I could feel my own mouth working, but no sound came out.
John, Mal said solemnly. Would you give us a minute or two, please?
Of course, I said. I backed out and shut the door. It was what I wanted, too, at that moment. It’s what I want now. Just to erase the sight.
* * *
MAL SENT WORD through Tasha that I was to meet him for dinner at Il Cantinori at 8 p.m. Actually, his message, which Tasha read to me off her steno pad while leaning in my doorway, was more politely worded than that — he asked if I was free to join him — but after all I work for the man, my livelihood is totally dependent on him: when he sends a summons like that, am I going to say no?
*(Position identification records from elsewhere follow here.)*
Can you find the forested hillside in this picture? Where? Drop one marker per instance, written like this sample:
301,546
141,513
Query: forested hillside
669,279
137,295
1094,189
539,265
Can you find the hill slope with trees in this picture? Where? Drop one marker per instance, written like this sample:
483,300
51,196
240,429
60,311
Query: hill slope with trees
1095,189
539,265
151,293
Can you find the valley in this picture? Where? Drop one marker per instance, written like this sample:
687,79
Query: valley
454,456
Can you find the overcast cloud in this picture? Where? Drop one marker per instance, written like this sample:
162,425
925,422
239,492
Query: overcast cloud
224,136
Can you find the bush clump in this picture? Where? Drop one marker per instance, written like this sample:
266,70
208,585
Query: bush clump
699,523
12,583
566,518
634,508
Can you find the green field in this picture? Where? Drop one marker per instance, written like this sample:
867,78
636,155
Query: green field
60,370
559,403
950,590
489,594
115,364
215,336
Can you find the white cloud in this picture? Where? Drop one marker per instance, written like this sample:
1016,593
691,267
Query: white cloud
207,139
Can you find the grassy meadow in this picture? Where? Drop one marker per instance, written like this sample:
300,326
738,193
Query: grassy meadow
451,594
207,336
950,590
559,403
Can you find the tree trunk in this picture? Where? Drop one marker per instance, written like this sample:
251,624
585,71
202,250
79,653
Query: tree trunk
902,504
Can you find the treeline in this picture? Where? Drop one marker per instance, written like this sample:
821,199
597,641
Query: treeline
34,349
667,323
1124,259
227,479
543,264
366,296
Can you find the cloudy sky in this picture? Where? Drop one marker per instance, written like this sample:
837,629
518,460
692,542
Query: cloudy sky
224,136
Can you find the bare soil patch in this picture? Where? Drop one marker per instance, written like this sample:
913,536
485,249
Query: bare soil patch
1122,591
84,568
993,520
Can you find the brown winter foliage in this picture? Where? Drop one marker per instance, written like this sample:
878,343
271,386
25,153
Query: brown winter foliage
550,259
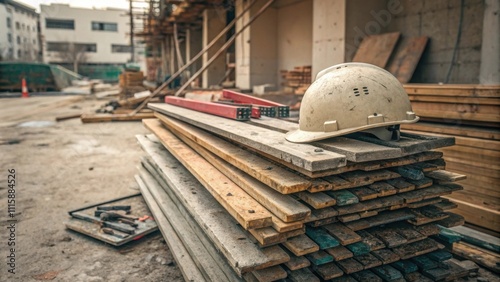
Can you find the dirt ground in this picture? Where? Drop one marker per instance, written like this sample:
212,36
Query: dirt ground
60,166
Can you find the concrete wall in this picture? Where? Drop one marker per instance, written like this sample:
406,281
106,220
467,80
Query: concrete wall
439,20
83,32
295,35
214,20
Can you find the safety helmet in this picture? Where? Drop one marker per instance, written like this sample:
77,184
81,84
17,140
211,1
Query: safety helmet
352,97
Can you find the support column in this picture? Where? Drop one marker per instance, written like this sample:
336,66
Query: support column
329,20
489,72
214,20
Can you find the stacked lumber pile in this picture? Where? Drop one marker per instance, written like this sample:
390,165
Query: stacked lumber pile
235,201
471,114
297,80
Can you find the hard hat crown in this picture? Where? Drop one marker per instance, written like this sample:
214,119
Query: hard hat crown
348,98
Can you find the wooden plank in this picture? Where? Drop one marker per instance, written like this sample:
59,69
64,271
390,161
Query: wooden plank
366,276
302,275
390,238
355,151
339,253
301,245
373,242
276,177
316,200
271,142
241,253
283,206
343,234
270,274
247,211
387,273
189,269
349,265
268,236
322,238
319,258
478,238
368,260
416,249
486,259
364,193
358,248
328,271
445,176
405,266
478,215
376,49
296,262
343,197
406,57
197,249
92,118
386,256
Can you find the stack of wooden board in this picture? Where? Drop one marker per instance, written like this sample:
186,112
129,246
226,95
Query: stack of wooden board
297,80
470,113
244,203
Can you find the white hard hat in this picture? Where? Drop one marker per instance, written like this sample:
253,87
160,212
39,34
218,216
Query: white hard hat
352,97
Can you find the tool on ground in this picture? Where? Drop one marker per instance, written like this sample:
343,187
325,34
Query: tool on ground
353,97
114,208
110,231
114,225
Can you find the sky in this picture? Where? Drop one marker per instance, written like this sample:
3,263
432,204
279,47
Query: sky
122,4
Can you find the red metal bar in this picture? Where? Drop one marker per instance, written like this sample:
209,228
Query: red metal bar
281,110
227,111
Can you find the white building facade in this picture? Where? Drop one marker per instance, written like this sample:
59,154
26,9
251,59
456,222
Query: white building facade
90,36
19,32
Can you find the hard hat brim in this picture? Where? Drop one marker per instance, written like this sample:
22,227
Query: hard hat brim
301,136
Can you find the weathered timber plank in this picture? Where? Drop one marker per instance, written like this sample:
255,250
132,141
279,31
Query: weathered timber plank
247,211
278,178
317,200
283,206
301,245
260,139
322,238
242,254
196,248
339,253
354,150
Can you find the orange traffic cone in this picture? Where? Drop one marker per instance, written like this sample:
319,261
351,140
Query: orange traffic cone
24,89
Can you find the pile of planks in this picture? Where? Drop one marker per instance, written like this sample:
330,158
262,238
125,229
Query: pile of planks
471,114
235,201
297,80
I drove there alone, top down, and only on the way did it occur to me to wonder if he had asked Molly along to this dinner as well. He hadn’t; another thing, though, which might have dawned on me but didn’t, was that this was Monday, the one night of the week when Il Cantinori is usually closed. Mal had them open it up just for us. Palladio spent upwards of ten thousand dollars there last year, so I guess he feels entitled to the occasional favor. We were the only two people in there. One waiter and one busboy stood impassively in the shadows against the wall of the empty restaurant, while the two of us ate at a round table in the center of the floor.
It seems odd, would be a polite way to put it, that he would want to confide in me of all people about this — ask me for advice, even. Truth be told, I came there half expecting he had made this date with me in order to apologize, or, what would have been more horrifying, to ask for my blessing. But no. Eating ravenously, talking more loudly than I’m sure he realized, he just needed to tell the story to someone; and Mal doesn’t have a whole lot of people in his life he can talk to, on a personal level, outside of me, and now, I guess, her.
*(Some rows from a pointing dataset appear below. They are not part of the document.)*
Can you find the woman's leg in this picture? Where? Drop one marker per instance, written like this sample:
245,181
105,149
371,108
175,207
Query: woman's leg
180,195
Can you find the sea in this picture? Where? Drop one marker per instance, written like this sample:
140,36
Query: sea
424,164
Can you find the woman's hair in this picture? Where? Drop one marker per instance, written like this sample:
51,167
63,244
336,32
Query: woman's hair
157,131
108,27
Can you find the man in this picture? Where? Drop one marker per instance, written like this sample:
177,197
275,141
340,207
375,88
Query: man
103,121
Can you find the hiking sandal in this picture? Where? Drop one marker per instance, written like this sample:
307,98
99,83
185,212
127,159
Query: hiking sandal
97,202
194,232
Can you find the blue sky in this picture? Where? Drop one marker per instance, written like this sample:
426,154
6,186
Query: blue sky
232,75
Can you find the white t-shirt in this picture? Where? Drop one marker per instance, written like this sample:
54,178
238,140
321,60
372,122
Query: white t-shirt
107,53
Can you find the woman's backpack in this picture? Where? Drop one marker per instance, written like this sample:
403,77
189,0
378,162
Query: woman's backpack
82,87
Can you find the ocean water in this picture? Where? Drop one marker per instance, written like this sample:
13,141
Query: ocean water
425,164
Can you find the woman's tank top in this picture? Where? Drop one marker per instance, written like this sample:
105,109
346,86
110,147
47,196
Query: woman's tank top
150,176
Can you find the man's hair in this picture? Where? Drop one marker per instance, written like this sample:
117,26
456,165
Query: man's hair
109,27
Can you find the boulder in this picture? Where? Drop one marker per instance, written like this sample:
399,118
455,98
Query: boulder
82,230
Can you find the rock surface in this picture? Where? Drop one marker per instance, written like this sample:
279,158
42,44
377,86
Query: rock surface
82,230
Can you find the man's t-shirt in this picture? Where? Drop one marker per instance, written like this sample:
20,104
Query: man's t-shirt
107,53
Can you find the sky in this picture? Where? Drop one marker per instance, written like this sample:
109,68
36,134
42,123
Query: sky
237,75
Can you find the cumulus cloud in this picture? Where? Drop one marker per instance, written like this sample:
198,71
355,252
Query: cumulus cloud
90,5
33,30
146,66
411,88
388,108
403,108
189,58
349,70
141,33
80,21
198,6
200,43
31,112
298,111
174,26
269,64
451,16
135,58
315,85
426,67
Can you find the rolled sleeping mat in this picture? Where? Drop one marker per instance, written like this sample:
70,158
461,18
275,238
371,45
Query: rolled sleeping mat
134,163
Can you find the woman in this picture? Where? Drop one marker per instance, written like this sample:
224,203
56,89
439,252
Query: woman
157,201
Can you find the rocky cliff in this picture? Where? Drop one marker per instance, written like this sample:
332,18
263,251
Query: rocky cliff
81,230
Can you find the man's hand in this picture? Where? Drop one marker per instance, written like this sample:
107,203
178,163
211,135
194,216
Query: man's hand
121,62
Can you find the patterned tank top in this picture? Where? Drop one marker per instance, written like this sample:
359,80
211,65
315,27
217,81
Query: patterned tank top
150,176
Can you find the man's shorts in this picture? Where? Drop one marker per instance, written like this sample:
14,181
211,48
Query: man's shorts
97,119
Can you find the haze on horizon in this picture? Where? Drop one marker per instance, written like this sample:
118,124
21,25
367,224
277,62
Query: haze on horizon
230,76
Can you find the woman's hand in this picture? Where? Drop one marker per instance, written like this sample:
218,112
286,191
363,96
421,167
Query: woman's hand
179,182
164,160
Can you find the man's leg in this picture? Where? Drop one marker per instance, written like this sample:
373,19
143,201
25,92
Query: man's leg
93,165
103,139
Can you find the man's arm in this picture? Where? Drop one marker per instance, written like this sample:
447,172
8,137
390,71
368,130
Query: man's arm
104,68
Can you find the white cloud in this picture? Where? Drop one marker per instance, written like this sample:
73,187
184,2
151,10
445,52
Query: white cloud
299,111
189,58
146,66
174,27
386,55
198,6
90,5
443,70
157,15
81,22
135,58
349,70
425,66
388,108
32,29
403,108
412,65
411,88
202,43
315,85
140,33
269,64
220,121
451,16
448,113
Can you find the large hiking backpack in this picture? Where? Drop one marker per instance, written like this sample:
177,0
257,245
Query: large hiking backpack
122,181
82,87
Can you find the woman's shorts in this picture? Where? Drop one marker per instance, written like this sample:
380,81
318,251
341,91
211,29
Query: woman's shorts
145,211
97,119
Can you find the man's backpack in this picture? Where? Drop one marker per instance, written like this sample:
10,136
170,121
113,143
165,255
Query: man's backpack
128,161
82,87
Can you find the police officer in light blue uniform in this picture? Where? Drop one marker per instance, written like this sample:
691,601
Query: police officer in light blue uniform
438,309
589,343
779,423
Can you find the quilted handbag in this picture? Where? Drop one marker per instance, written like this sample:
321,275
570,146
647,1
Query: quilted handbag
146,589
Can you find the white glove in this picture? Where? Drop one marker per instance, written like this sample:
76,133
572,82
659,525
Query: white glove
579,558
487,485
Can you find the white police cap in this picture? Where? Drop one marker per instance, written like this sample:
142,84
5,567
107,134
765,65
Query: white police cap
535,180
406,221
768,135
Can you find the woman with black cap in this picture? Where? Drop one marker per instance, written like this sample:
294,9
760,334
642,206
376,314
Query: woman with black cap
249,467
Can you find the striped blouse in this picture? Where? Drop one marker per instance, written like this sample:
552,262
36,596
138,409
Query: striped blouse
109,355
First off, he said, I know about you two. I know you have a history. Molly’s told me all about it, that you guys were very serious at one time, and I guess things ended badly. It’s a pretty amazing coincidence, even though in another way it just bears out what I’ve known all along, that you and I are so on the same wavelength that we could even fall for the same woman. I don’t know why you felt you couldn’t tell me about it back when Molly was first down here, but that’s another conversation, and anyway, in retrospect I’m kind of glad I didn’t know.
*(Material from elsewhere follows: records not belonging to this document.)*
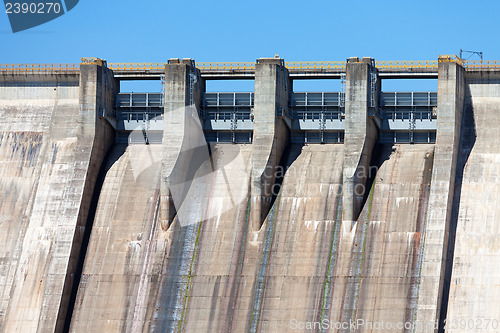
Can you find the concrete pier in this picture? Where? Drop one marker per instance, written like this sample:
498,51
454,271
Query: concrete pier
183,140
270,133
451,90
359,138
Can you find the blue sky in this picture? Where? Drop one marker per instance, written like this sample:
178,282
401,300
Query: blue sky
151,31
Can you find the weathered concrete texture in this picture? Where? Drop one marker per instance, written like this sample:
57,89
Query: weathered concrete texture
270,136
360,137
475,279
297,244
379,256
203,272
436,230
52,146
117,277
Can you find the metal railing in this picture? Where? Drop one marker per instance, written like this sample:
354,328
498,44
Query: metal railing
406,64
250,66
136,66
316,65
226,65
481,64
92,61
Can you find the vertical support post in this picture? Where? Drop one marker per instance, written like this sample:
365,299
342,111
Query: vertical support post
360,136
270,133
451,91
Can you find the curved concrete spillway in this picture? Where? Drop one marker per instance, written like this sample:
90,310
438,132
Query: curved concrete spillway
272,235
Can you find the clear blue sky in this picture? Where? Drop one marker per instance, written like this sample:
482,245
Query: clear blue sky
147,31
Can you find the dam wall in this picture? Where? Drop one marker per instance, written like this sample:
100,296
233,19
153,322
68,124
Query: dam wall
284,231
52,146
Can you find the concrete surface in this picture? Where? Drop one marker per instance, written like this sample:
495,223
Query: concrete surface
51,130
269,234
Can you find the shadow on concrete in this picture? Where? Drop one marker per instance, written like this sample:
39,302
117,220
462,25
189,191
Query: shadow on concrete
381,153
112,156
467,141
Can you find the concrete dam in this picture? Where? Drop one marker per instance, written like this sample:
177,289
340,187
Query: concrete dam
273,210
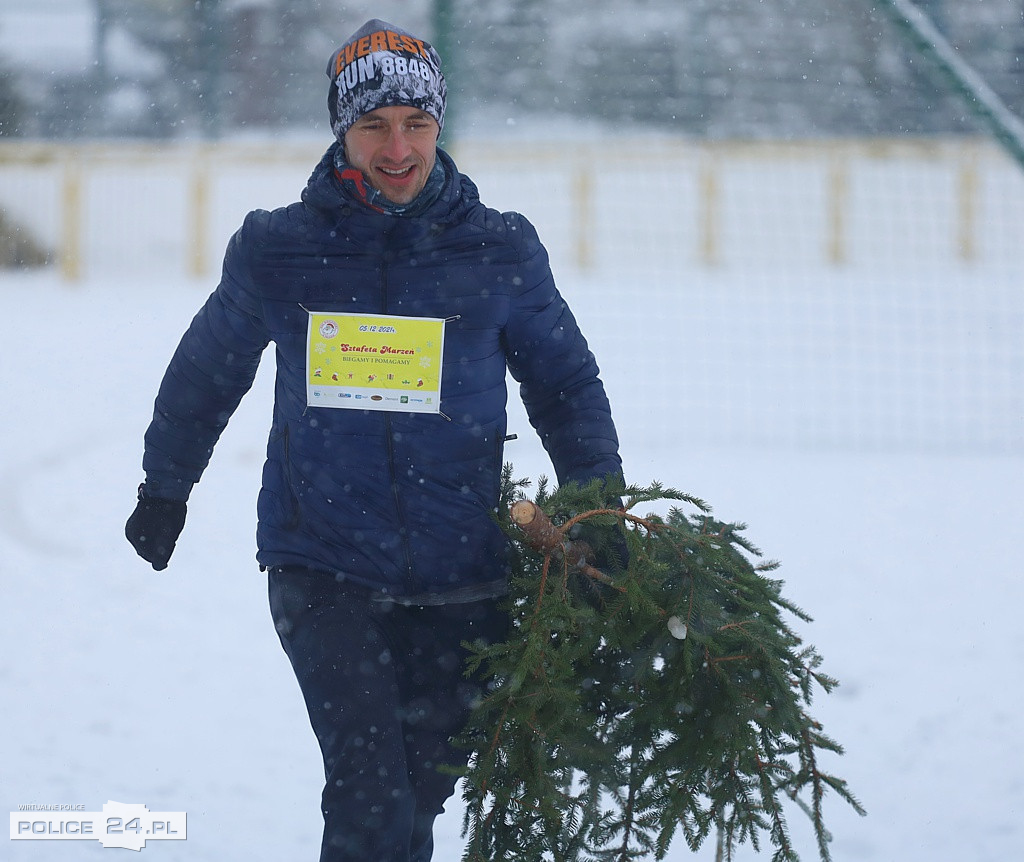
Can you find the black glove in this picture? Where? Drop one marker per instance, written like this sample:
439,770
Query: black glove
155,526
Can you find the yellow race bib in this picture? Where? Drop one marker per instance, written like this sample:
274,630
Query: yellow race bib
374,361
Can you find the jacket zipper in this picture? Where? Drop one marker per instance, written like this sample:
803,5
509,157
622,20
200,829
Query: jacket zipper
392,470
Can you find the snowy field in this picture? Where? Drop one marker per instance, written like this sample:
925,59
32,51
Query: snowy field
807,408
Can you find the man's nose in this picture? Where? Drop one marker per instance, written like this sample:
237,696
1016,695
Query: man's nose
397,146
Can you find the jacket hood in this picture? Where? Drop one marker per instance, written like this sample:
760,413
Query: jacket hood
324,191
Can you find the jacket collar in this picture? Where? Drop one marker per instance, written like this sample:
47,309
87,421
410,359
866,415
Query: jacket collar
326,192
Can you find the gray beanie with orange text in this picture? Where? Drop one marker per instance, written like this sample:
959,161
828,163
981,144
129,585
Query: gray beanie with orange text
382,66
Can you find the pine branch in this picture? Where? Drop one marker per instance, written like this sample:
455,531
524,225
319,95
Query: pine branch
674,703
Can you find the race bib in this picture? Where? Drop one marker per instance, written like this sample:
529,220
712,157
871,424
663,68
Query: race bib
374,361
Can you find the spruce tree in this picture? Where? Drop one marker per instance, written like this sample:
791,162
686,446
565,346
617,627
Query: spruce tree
633,704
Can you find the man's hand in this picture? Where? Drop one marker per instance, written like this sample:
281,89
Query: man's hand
155,526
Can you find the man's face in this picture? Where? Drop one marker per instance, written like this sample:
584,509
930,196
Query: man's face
395,149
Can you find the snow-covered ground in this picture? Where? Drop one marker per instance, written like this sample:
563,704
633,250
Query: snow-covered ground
171,689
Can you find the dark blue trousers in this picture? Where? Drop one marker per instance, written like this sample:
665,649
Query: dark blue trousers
385,690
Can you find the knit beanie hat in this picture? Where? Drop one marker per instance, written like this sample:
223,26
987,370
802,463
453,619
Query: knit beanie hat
382,66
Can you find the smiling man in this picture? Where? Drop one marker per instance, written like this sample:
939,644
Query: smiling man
396,302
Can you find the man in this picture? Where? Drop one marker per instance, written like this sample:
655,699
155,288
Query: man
396,301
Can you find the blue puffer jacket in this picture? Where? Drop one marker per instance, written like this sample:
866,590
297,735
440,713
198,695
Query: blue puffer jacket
397,502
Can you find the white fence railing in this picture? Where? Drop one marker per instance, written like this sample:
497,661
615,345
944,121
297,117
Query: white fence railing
647,205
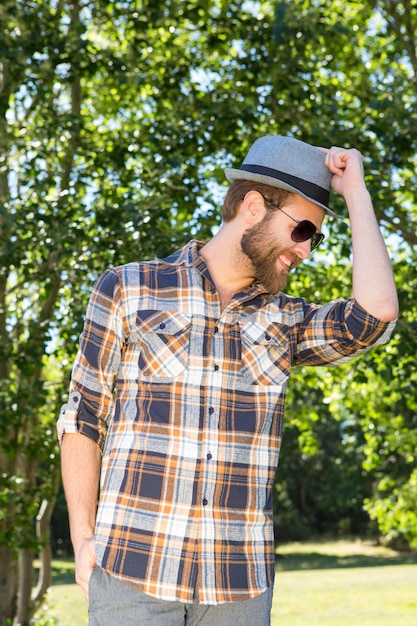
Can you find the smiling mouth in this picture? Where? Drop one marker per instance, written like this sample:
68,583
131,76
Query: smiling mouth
286,262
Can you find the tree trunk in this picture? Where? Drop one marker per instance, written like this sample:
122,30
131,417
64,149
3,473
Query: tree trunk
8,584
Mal drained his wine glass; the waiter was beside us before he had even placed it back on the table.
It’s like something you read about, he said sheepishly, shaking his head; he wasn’t talking about me anymore. That first day she walked into my office, we hardly exchanged a word, but I just knew, I knew. I was completely transformed. I fell in love with her on the spot. There was this instant connection. Then you suggested inviting them to stay in the house; it was all I could do to keep a straight face, because it’s exactly what I was hoping for, but I didn’t know how to suggest it myself.